Tuesday, September 20, 2011

Blindfolded

"But once you began admitting explanations in terms of purpose-well, you didn’t know what the result might be. It was the sort of idea that might easily decondition the more unsettled minds among the higher castes-make them lose their faith in happiness as the Sovereign Good and take to believing, instead, that the goal was somewhere beyond, somewhere outside the present human sphere, that the purpose of life was not the maintenance of well-being, but some intensification and refining of consciousness, some enlargement of knowledge" (118).

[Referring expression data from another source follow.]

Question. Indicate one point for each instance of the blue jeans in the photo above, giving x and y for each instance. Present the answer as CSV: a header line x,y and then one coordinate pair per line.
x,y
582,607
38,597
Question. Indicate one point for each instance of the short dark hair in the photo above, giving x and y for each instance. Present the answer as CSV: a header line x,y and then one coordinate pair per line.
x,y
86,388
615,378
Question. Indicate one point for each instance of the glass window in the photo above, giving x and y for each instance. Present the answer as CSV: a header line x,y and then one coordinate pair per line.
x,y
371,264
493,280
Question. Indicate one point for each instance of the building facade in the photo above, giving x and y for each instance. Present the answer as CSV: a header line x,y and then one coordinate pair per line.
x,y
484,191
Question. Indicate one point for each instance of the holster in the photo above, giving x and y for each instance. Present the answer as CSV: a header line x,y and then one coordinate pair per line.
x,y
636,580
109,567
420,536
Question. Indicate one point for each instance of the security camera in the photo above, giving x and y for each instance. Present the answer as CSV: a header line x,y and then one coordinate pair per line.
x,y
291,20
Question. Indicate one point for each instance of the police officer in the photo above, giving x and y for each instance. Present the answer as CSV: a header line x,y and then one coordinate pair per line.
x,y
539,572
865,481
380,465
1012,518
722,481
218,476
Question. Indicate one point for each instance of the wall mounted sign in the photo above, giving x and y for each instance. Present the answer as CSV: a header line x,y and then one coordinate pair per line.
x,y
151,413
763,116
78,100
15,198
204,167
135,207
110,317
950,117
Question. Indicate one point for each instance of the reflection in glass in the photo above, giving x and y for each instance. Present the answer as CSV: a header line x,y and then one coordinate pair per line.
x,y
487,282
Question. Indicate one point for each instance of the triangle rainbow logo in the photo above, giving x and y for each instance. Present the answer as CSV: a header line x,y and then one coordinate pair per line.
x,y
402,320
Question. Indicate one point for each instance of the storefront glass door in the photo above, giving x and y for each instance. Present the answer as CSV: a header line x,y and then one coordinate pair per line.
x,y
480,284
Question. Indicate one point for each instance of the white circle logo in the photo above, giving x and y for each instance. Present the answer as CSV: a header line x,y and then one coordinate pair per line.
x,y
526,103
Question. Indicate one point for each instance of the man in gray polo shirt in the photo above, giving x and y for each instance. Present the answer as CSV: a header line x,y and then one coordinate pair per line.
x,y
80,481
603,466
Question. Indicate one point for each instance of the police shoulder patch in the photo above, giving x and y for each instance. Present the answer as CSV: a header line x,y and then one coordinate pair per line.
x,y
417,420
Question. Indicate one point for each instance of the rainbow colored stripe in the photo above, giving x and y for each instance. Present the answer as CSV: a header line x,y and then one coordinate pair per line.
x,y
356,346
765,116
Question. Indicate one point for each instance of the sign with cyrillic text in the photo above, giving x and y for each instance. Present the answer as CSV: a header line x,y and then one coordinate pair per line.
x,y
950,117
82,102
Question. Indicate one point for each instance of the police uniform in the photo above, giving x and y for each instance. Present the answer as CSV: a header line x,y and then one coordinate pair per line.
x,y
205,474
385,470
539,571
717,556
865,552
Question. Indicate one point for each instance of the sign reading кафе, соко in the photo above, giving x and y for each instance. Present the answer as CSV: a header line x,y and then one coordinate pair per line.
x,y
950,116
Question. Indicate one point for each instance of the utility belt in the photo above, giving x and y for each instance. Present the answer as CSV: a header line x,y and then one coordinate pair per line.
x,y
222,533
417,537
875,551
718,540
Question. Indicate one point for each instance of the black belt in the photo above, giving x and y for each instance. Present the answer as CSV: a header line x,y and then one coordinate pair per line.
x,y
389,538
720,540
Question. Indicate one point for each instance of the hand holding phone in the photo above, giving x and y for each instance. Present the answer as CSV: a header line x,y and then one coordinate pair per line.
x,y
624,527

In this particular section of Brave New World, Mustapa Mond grapples with the elusive concept of a world that it governed more by truth, no matter how cruel it may be, rather than material and artificial bliss. His decision to reject the publication of the paper, "A New Theory of Biology", symbolically demonstrates society's aversion to reality, as is demonstrated by the unabashed promotion of soma pill consumption. Oddly enough, Mond is particularly impressed by the paper, and he even comments, "It was a masterly piece of work" (118). Yet he is unwilling to grant its admission into society, consequently assuring and reinforcing the significance of material happiness, while simultaneously tightening the acetate silk cloth that has blinded that society for so long. Mond staunchly believes that truth cannot coexist with happiness because it will undermine the synthetic order of things in their consumption-focused society. It is interesting to note that in denying the publication of "A New theory of Biology", Mond, who blatantly admitted that the paper interested him, is ironically depriving himself of a certain happiness, which is, after all, his society's defined purpose of existence.


Is knowledge power? Or does a society immersed in ignorance function more efficiently than one in truth?